痛いの痛いの飛んでいけは間違っていないわけである。

 

 

体性神経系には大きな神経線維と小さな神経線維がある。

 

もう一つ内臓神経系がある

これは交感神経と副交感神経とで成り立っていて、どちらも小さな神経線維しか持っていない。

小さな神経線維しかないということは、知覚は痛みとして感じることになる。

 

例えば大きな神経線維が内臓にあれば、食べた食物が食道や消化器官を通るたびにその状態を常に感じていることになってしまうが、我々の身体は幸いなことにその様に出来ておらず、小さな線維によって常にゆっくりと監視されている状態にある。

 

この神経の末梢側突起は内臓と体性と2つの突起に分かれ2重の軸索を出している。

例えば、心臓からのインパルスが上行する。信号は軸索上を上行も下行もすることができるため、

心臓からの信号が上肢の末梢へのインパルスを活性化させてしまい、上肢へ行く末梢突起から神経ペプチドを放出し上肢に腫脹や炎症などの症状が起こる。

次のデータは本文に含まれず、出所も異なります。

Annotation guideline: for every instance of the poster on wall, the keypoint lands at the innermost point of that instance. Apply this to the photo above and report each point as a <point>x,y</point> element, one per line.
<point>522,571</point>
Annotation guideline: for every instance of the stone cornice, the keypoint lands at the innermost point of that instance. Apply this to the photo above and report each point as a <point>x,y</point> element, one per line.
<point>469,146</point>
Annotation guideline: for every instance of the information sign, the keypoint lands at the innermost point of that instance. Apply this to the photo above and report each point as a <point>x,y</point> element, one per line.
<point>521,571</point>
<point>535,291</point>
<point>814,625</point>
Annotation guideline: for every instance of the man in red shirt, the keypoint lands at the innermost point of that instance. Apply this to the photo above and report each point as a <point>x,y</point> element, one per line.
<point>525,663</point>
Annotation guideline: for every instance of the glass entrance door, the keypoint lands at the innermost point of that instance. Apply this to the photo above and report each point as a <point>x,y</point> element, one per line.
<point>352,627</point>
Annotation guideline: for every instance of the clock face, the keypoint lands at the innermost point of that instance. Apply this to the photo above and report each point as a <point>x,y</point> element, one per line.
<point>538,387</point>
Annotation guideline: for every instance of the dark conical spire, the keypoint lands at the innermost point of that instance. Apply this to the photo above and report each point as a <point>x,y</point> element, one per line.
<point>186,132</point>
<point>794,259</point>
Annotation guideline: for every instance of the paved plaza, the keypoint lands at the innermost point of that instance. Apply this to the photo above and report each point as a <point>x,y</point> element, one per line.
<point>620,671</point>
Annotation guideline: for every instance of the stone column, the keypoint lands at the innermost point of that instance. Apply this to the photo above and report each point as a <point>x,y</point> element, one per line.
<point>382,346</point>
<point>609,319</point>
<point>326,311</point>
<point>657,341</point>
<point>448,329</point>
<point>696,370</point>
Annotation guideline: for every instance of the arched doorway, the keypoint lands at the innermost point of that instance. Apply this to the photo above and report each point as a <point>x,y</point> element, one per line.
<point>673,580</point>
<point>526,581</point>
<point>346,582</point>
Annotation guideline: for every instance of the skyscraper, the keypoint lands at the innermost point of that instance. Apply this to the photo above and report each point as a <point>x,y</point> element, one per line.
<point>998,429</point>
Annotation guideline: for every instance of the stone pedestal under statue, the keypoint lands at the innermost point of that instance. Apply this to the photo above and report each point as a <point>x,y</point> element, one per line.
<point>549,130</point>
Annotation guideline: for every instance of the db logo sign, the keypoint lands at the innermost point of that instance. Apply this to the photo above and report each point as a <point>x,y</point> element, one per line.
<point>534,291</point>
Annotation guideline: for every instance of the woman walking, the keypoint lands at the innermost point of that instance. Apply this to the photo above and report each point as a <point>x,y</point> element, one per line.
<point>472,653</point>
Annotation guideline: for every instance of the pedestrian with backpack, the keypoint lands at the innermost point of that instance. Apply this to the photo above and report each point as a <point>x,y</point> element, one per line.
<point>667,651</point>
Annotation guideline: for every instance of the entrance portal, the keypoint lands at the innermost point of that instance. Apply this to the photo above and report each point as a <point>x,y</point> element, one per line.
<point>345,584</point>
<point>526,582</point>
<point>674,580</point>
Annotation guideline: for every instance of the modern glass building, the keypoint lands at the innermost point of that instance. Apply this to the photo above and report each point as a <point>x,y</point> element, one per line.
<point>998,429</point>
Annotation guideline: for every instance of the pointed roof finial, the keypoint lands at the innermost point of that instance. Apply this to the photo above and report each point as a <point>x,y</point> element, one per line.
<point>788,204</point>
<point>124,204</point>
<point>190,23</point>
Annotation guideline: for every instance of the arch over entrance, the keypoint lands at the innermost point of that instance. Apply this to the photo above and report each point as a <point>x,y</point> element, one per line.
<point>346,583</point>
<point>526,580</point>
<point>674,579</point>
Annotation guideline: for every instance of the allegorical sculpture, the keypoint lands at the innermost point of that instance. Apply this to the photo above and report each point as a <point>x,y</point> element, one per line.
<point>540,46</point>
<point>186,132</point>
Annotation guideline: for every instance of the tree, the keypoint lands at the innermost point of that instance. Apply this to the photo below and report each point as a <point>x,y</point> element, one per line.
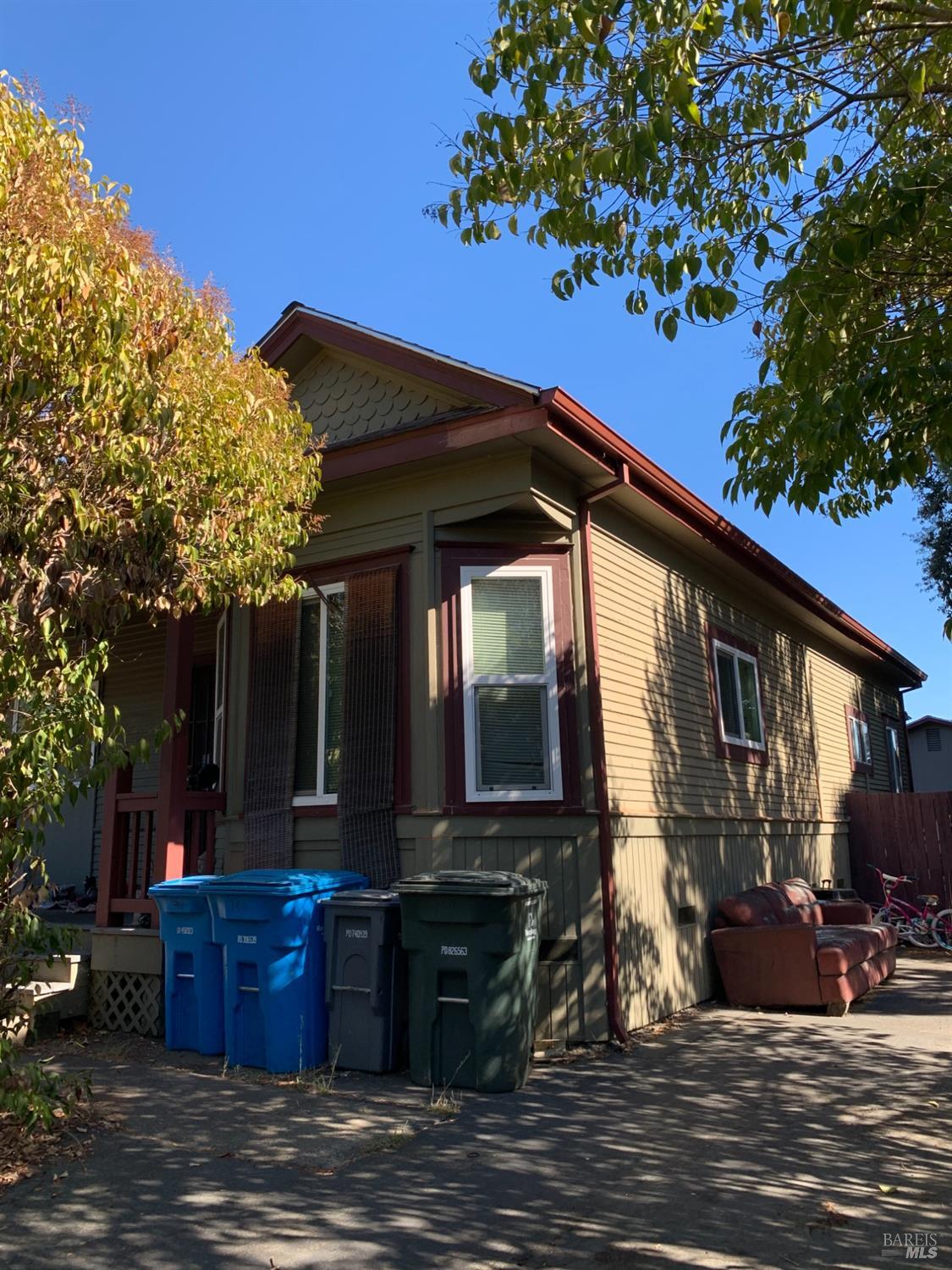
<point>784,163</point>
<point>934,536</point>
<point>145,469</point>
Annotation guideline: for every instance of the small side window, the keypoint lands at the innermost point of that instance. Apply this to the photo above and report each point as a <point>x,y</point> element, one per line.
<point>860,743</point>
<point>736,693</point>
<point>894,754</point>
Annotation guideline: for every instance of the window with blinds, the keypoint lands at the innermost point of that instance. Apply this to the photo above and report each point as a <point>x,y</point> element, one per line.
<point>320,696</point>
<point>860,741</point>
<point>510,690</point>
<point>740,715</point>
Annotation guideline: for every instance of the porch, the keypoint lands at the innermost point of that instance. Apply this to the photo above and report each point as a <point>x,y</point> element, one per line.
<point>155,820</point>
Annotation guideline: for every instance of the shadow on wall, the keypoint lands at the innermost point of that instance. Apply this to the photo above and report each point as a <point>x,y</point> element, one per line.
<point>672,878</point>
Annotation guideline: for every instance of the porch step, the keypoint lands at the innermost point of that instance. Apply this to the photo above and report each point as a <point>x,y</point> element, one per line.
<point>63,968</point>
<point>58,992</point>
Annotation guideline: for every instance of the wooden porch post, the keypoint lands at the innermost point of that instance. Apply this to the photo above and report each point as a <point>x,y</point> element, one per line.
<point>173,757</point>
<point>112,851</point>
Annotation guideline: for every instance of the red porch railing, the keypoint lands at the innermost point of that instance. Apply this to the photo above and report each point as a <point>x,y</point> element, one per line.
<point>129,858</point>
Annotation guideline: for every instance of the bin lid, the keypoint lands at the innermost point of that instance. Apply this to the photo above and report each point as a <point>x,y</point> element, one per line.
<point>471,881</point>
<point>372,898</point>
<point>286,881</point>
<point>182,886</point>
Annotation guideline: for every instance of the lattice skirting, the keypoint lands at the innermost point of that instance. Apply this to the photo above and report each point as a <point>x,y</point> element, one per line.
<point>124,1001</point>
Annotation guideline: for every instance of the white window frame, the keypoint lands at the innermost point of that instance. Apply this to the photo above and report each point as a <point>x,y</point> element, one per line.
<point>548,680</point>
<point>738,655</point>
<point>221,642</point>
<point>860,738</point>
<point>320,798</point>
<point>894,756</point>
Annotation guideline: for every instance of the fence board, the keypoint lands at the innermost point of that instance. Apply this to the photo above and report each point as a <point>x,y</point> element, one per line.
<point>901,833</point>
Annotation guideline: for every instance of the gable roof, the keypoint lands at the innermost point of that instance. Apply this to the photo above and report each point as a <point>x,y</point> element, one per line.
<point>631,467</point>
<point>297,320</point>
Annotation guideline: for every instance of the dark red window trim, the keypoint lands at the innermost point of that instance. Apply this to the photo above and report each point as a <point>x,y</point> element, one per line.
<point>726,748</point>
<point>555,556</point>
<point>339,571</point>
<point>852,713</point>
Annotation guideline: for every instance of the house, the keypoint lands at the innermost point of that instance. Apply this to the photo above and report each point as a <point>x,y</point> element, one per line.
<point>523,645</point>
<point>931,754</point>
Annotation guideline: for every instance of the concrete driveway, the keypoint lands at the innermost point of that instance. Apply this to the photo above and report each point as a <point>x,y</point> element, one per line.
<point>731,1138</point>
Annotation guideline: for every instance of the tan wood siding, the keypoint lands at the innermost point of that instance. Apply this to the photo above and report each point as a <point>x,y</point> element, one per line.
<point>834,687</point>
<point>657,696</point>
<point>665,967</point>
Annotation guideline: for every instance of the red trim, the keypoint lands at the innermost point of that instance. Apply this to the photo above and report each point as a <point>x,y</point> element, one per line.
<point>452,559</point>
<point>339,571</point>
<point>118,785</point>
<point>606,841</point>
<point>726,748</point>
<point>466,380</point>
<point>173,756</point>
<point>862,769</point>
<point>655,484</point>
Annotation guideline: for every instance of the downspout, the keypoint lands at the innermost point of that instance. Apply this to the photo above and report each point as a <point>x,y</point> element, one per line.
<point>598,759</point>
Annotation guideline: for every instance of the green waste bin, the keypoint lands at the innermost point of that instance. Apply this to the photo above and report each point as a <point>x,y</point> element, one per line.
<point>472,945</point>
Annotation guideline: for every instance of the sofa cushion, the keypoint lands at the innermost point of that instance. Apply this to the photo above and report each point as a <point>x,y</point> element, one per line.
<point>761,906</point>
<point>802,914</point>
<point>840,947</point>
<point>797,891</point>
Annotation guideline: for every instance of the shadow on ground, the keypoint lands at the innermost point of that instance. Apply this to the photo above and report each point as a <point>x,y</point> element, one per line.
<point>731,1140</point>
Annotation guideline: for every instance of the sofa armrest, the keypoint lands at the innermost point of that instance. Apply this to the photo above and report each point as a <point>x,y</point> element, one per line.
<point>768,965</point>
<point>845,912</point>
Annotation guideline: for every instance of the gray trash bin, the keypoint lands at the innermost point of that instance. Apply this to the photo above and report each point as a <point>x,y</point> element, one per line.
<point>366,980</point>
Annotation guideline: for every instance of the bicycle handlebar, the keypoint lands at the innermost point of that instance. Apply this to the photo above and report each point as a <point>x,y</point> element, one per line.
<point>901,878</point>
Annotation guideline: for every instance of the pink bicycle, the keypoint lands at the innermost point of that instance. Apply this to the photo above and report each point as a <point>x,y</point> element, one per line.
<point>919,924</point>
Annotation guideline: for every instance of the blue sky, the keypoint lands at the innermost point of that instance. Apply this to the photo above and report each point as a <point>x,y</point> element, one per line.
<point>289,149</point>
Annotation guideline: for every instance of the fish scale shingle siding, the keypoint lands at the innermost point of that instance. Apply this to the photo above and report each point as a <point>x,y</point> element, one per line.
<point>349,399</point>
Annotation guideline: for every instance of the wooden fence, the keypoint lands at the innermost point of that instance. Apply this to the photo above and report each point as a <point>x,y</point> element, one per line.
<point>900,833</point>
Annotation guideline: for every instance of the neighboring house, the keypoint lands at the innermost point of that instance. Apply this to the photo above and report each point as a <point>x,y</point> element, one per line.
<point>523,647</point>
<point>931,754</point>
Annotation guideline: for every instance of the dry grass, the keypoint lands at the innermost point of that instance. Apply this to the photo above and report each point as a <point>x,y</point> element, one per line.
<point>69,1140</point>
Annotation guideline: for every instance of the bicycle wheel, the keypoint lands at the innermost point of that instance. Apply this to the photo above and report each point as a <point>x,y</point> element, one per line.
<point>919,931</point>
<point>942,929</point>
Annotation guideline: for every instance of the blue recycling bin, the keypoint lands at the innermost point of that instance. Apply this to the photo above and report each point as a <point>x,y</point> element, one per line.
<point>269,924</point>
<point>195,1006</point>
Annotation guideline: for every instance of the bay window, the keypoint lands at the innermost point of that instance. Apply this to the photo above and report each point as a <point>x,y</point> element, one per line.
<point>510,690</point>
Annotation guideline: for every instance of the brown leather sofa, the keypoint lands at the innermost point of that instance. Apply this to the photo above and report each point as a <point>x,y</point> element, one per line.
<point>776,945</point>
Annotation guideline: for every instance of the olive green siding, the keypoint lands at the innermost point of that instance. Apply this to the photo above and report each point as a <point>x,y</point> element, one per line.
<point>687,825</point>
<point>493,500</point>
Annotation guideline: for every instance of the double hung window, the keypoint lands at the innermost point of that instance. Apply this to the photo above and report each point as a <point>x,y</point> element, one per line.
<point>320,696</point>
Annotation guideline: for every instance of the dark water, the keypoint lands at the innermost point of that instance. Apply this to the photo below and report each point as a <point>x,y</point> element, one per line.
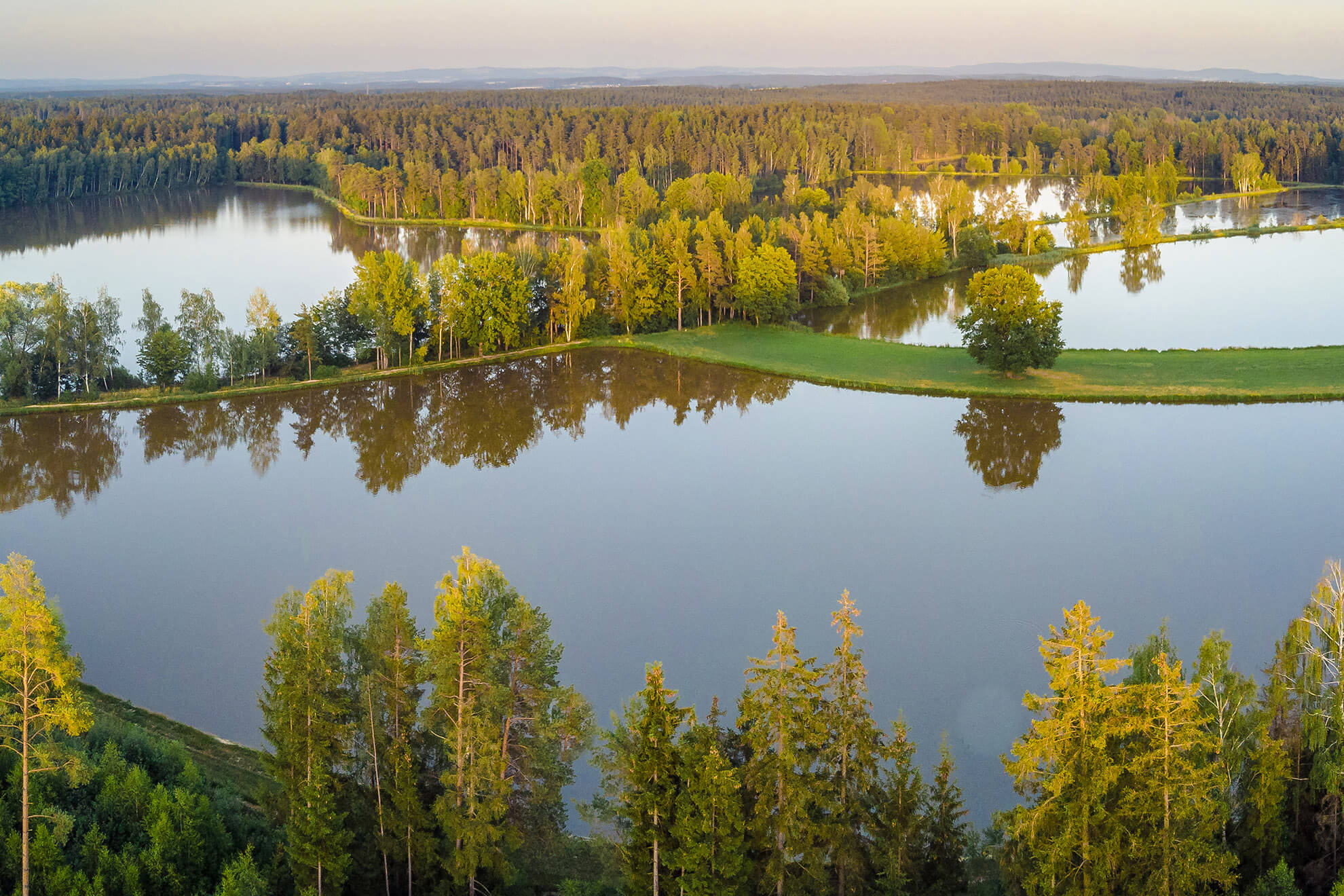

脊髄にとっては2つの入力がどちらからの入力かは判断できず、内臓からの刺激が体性を刺激することが起こってくるのである。これには収束ということが関係してくる。

 

体性からの信号が脊髄での収束する受容野は小さいので、狭い範囲の疼痛として現れる。

内臓からの信号が脊髄で収束する受容野は内臓のみの受容野は存在せず、体性の受容野と一緒に収束しているため、大きなサイズとなり、ジワーと広い範囲で痛みが現れることになる。

 

もう一つ痛みを抑制するシステムとして

エンドロフィン→ セロトニン→ エンケファリンの経路がある

 

中脳水道を取り囲む中心灰白質から、エンドロフィンが放出され、それにより延髄にある縫線核からセロトニン放出、セロトニンは脊髄を下行し介在ニューロンに作用することで、エンケファリンの放出を促す。

このエンケファリンは小さな神経線維からの信号をブロックすることができる。